1. Act1(AccessibleBritishColumbia).pdf (10 pages)

Source: Accessible British Columbia Act

2. Act2(EscheatAct).pdf (11 pages)

Source: Escheat Act

3. Act3(FamilyLawPart1).pdf (4 pages)

Source: Family Law Act: Part 1 (Interpretation)

## **Output**
The program generates a CSV file named 'word_frequencies.csv' containing:

- First column: Unique words in vocabulary (lexicographic order)
- Second column: Total word counts across all documents
- Additional columns: Word counts for each individual PDF document
- Final row: Total counts for each column

**Important Notes**

- The program uses OCR (Optical Character Recognition) to extract text from PDFs, so processing might take some time depending on your computer's specifications.
- Ensure all PDFs are in the 'data' directory before running the program.
- The Stanford CoreNLP server must be running on port 9000 before executing the program.
- The program requires an active internet connection for the first run to download EasyOCR models.

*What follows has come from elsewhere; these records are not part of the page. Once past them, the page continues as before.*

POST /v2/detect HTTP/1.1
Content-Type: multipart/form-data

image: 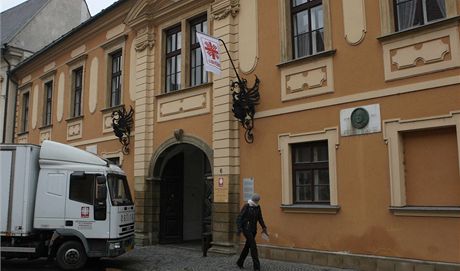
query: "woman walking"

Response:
[236,194,268,270]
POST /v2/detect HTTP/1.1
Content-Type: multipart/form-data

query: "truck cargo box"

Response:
[0,144,40,236]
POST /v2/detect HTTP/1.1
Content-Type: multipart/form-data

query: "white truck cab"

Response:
[0,141,135,269]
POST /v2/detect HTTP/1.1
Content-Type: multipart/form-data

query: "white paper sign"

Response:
[243,177,254,201]
[196,32,221,74]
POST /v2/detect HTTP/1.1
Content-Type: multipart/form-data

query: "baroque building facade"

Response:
[0,0,91,143]
[10,0,460,270]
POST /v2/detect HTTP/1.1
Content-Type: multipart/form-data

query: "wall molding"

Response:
[255,76,460,119]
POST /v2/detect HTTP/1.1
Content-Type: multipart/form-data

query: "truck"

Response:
[0,140,135,270]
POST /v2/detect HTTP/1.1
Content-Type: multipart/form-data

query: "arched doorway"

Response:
[154,141,213,244]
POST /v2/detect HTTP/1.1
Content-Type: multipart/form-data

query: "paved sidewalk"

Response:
[1,245,356,271]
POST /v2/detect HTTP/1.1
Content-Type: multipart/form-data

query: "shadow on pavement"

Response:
[1,259,136,271]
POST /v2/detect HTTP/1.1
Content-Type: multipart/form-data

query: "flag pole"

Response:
[219,39,243,83]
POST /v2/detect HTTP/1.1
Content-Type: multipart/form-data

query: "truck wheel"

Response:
[56,241,88,270]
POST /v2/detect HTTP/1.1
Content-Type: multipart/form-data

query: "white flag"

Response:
[196,32,221,74]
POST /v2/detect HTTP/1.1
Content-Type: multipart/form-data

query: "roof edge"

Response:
[11,0,126,74]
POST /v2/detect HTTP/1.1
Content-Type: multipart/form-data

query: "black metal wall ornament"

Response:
[230,75,260,143]
[112,106,134,154]
[219,39,260,144]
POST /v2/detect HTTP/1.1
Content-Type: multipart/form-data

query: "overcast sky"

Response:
[0,0,116,16]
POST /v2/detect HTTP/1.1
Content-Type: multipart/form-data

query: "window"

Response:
[43,81,53,126]
[106,157,121,166]
[69,172,96,205]
[291,141,330,204]
[383,112,460,212]
[72,67,83,117]
[394,0,446,31]
[21,92,29,132]
[108,174,133,206]
[110,50,122,107]
[291,0,324,58]
[190,16,208,86]
[278,128,340,211]
[166,26,182,92]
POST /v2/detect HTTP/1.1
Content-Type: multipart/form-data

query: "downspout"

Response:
[8,66,19,143]
[2,43,11,143]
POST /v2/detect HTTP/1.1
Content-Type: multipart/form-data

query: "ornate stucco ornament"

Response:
[135,26,155,52]
[213,0,240,20]
[112,106,134,154]
[230,76,260,143]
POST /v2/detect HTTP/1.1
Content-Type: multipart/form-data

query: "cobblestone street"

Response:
[1,245,351,271]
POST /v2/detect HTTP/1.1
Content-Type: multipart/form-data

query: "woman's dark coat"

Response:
[236,203,267,234]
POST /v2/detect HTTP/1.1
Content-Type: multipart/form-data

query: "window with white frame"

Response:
[110,50,122,107]
[291,141,330,204]
[190,15,208,86]
[21,92,29,132]
[72,67,83,117]
[393,0,446,31]
[161,12,209,93]
[165,25,182,92]
[291,0,324,58]
[278,128,338,209]
[43,81,53,126]
[278,0,332,62]
[383,112,460,216]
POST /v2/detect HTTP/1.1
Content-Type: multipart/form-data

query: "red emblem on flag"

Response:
[204,41,219,60]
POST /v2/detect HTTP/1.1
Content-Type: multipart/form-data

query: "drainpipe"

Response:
[8,67,19,143]
[2,43,11,143]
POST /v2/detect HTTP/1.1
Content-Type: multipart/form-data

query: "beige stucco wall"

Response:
[240,0,460,263]
[15,2,134,195]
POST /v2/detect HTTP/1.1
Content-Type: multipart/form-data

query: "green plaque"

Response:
[351,107,369,129]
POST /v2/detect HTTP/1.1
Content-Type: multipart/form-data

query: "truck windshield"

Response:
[108,174,133,206]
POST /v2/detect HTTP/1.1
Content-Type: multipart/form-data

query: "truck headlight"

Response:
[109,242,121,250]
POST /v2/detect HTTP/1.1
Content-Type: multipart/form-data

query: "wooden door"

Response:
[160,153,184,244]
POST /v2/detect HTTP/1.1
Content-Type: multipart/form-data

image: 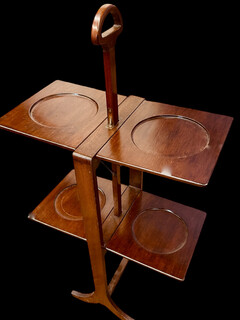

## **Technical Implementation Details**

1. OCR is implemented using EasyOCR for reliable text extraction from PDF documents
2. Text processing includes cleaning, tokenization, and word frequency analysis
3. Word counting excludes numbers and special characters, focusing on alphabetic words
4. Results are sorted alphabetically and include comprehensive frequency statistics

## **Troubleshooting**
If you encounter any issues:

1. Verify that Stanford CoreNLP server is running (default port: 9000)
2. Check that all required Python libraries are installed
3. Ensure PDF documents are properly placed in the 'data' directory
4. Verify that the PDFs are readable and not corrupted